Helen Popinchalk and James Weinberg are the kind of people that get excited when thinking about fluorescent paint and 140lb White French Construction paper. The two of them would have no problem standing over one mesh screen all day, swiping paint from one end to the other with unique finesse, if it meant that every stroke and color was perfectly printed.
They are artists who advocate the handmade and whose passion for screen printing has transcended their studios and inspired and encouraged artists within their respective artistic networks to dabble in the craft as well. Popinchalk and Weinberg have and continue to work together and with fellow artists to print affordable, quality prints. Their collaborations are myriad, and in the spirit of screen printing, have been curated into an exciting show entitled, “Bless This Mesh”.  “Bless This Mesh” is a screen printing show co-curated by Popinchalk and Weinberg and will be opening tomorrow, March 5, at Thomas Young Gallery at South Boston’s Distillery. We spoke with Popinchalk prior to the show’s opening about why she think’s screen printing is a growing craft and what to expect at the “Bless This Mesh” show.

What’s the premise behind the “Bless This Mesh” show? How did the idea for the show come about?
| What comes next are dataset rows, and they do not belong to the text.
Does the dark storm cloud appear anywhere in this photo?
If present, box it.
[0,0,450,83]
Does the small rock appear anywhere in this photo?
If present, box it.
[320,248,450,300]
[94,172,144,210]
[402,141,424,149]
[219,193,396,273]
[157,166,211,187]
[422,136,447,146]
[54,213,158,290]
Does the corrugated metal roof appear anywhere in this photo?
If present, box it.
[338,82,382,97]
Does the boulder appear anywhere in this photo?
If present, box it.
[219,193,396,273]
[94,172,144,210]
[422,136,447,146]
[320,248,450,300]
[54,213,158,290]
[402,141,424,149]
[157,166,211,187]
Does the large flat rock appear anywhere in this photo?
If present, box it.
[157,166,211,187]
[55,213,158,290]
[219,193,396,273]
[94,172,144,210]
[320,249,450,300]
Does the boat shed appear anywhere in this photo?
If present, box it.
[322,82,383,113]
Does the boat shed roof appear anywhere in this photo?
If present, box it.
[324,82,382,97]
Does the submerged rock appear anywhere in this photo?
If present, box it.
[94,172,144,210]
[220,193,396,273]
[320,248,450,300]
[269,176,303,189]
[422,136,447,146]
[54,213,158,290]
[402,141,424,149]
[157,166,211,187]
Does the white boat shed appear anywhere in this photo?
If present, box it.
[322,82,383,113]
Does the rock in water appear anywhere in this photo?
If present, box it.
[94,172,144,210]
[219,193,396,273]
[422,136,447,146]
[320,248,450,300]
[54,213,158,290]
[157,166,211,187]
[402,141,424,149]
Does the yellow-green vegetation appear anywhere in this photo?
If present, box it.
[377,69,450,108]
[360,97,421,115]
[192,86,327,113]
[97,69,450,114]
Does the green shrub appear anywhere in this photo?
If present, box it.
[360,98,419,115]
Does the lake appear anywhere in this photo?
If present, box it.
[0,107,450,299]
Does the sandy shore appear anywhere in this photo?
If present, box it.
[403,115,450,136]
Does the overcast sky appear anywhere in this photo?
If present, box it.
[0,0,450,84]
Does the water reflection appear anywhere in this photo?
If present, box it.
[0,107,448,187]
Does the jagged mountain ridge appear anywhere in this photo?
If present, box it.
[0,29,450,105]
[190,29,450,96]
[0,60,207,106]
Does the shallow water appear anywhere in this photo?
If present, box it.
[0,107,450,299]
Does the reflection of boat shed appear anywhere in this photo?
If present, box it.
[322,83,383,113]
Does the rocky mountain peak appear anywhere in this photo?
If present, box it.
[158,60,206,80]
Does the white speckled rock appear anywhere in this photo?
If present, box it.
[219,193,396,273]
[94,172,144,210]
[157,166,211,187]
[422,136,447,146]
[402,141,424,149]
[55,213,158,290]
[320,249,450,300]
I can’t claim credit for “Bless This Mesh” —James Weinberg has been kicking around the idea for a show of Boston’s screen printers for months, if not years! I think he was just waiting for the right opportunity (and space) to come along. Greg Burdett of Thomas Young Gallery has been a long-time supporter of both James and me. As screen printers we’re always looking for the chance to show our own prints and those of fellow printers. It’s also a great excuse to talk shop.
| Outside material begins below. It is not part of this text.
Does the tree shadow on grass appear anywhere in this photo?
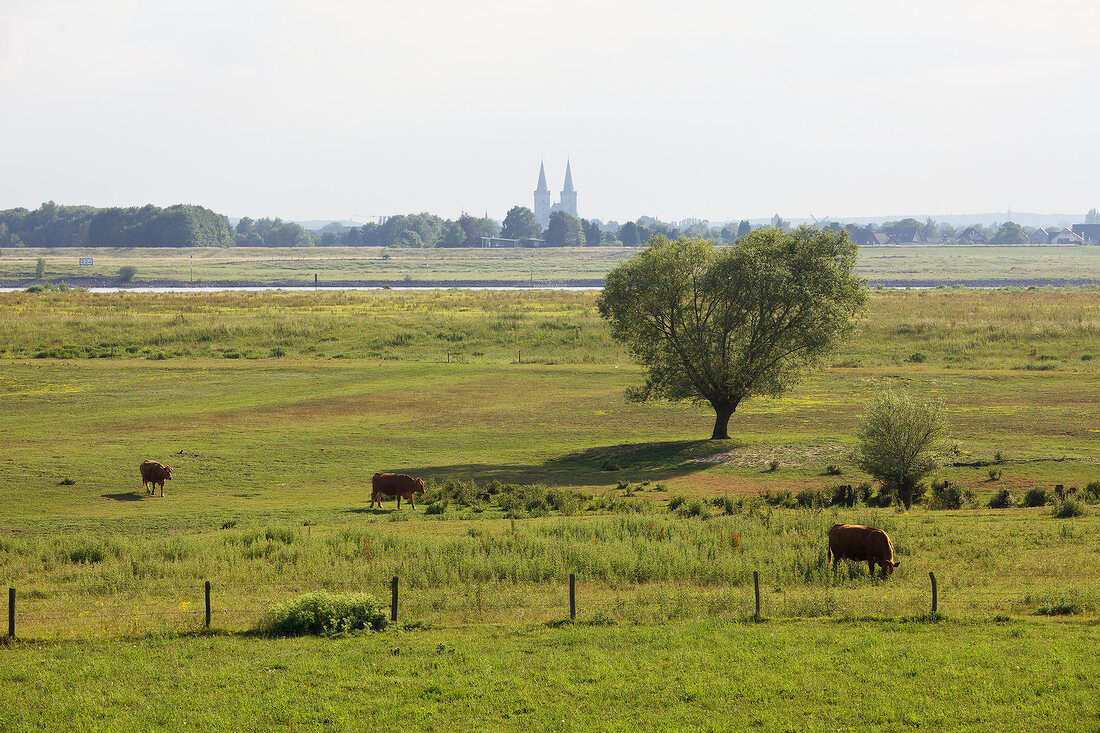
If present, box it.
[386,440,740,485]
What artists are featured?

Bless This Mesh involves AntiDesigns, Elaine Bay, Dan Blakeslee, David Buckley Borden, Print Club Boston, Brian Butler, Cyrille Conan, Trifecta Editions, Josh Falk, Morgan Grenier, Khaldoun Hijazin, Imagine, Kems, Michele L’Heureux, Greg Lamarche, Dan McCarthy, Fish McGill, Llew Mejia, James Mustin, Kenji Nakayama, Faye Orlove, Helen Popinchalk, Gupi Ranganathan, Cash for Your Warhol, James Weinberg, Daniel White, Nick Zaremba, and Matthew Zaremba. This huge list includes screen printers and artists who have collaborated with printers.

Can you tell me about a few of the pieces we might see at the show?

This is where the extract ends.